After serving 27 years in prison, Laphai Zau Seng, the assassin who killed a top Burmese military commander in 1985, walked free from prison on Tuesday after being released as one of the 89 political prisoners receiving amnesty from Burma’s president.
Immediately after his release, Zau Seng traveled from Mandalay to Rangoon, hoping to meet up with some of his former cellmates.
Speaking to The Irrawaddy on Wednesday, he said he had mixed feeling about his release: on one hand he was grateful for the chance to see his mother and his friends; on the other, he said he found it overwhelmingly emotional.
Zau Seng is 49 years old now. He was just 22 when he was arrested for murder. His victim was a fellow Kachin—Brig-Gen L-Kun Hpang, the Burmese army’s northern commander, and the father of well-known singer L-Khun Yi.
While languishing in a Mandalay prison, Zau Seng told what happened on that evening to a fellow cellmate, a young political activist who later became a reporter at The Irrawaddy. In September 2010, The Irrawaddy published his story.
He candidly told how, on the evening of Oct. 16, 1985, he and three accomplices dressed as vendors and waited patiently on Ledo Road in Myitkyina for the chief of Northern Command to pass by on his way home from a nearby golf course. When L-Kun Hpang’s black Audi turned a corner, they each pulled AK-47s from their bamboo baskets and sprayed the vehicle with bullets.
“We did it out of a sense of belief, and because it was our duty,” he said on Wednesday.
But although Zau Seng admits his guilt, and says that the Kachin Independence Army (KIA) recruited him in his youth and trained him for the purpose of carrying out the deadly mission, the KIA leadership has consistently denied any involvement in the attack.
Zau Seng was originally sentenced to death by hanging, but after the 1988 uprising his sentence was reduced to 34 years, with an additional three years tacked on later.
On Monday, the President’s Office in Naypyidaw announced an amnesty for 514 prisoners ahead of a scheduled visit to the US by President Thein Sein. Among that number, 89 are considered dissidents or activists, including Zau Seng who said he was surprised to hear he was on the list.

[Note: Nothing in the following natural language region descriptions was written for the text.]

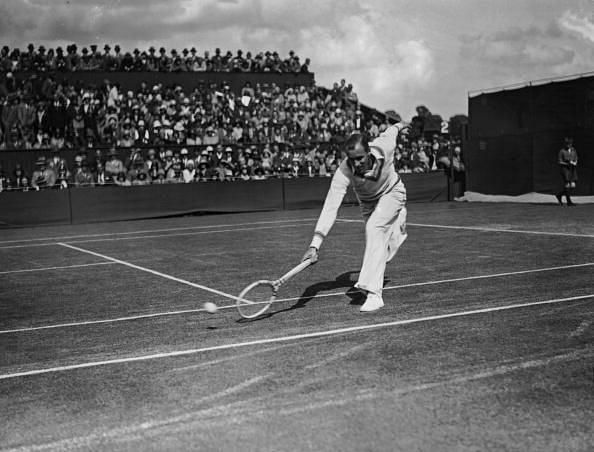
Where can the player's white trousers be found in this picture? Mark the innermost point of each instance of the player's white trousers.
(385, 230)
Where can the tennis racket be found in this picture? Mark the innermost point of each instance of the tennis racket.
(256, 298)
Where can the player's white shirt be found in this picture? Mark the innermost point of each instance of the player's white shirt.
(367, 190)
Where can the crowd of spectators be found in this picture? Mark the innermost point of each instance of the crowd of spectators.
(93, 59)
(163, 134)
(211, 163)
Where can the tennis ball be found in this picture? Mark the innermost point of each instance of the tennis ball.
(210, 307)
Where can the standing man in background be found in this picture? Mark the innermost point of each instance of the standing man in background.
(568, 164)
(369, 168)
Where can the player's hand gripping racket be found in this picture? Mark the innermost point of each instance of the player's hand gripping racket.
(256, 298)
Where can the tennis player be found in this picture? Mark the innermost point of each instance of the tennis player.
(369, 168)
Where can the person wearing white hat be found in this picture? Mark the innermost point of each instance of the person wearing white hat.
(369, 169)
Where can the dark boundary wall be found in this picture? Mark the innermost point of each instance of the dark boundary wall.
(89, 205)
(515, 137)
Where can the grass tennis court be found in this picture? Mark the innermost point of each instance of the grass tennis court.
(485, 342)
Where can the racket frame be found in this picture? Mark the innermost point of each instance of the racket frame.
(275, 285)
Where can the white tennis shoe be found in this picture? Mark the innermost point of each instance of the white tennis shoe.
(372, 303)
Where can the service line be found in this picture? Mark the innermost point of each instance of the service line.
(295, 337)
(281, 300)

He said he was told to sign a paper as a pledge to work for peace and for the development of the country. “If I do something wrong, I have to serve the remainder of my sentence,” he said.
With that, the steel door to the prison in Myingyan Township in Mandalay Region was opened and he was free to leave. He headed straight for Rangoon by bus , he said, because he wanted to speak with former cellmates including 88 Generation Students group members, before he returned to his home town of Myitkyina.

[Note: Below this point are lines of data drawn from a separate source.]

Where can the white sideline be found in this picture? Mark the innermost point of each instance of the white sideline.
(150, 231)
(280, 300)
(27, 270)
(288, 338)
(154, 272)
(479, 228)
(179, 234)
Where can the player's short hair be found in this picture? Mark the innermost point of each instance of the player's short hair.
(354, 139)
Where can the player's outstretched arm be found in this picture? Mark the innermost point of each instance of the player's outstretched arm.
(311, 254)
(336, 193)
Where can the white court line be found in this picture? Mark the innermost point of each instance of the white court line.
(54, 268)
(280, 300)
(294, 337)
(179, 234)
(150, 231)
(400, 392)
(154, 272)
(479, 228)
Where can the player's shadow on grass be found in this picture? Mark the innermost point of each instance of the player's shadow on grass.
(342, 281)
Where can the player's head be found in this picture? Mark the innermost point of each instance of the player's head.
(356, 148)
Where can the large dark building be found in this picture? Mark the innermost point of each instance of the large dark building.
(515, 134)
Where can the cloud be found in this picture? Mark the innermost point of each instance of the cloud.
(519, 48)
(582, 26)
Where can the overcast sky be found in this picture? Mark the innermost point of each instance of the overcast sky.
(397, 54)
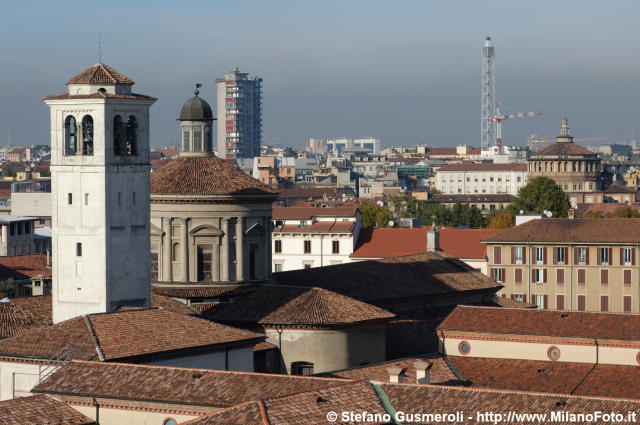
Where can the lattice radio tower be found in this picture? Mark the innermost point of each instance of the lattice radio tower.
(488, 94)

“The political situation is so different from the past,” he said, talking to The Irrawaddy by mobile phone from an office in the former Burmese capital. “That’s why I came down to Rangoon— to meet my friends from prison, and to discuss how I can help the Kachin refugees and how to build a lasting and genuine peace in the country.”
Zau Seng then said he did not want to talk any more about what happened in 1985. He said, “The past is the past, and it can’t be changed.” He said he would soon travel back to Kachin State to see his mother and his friends.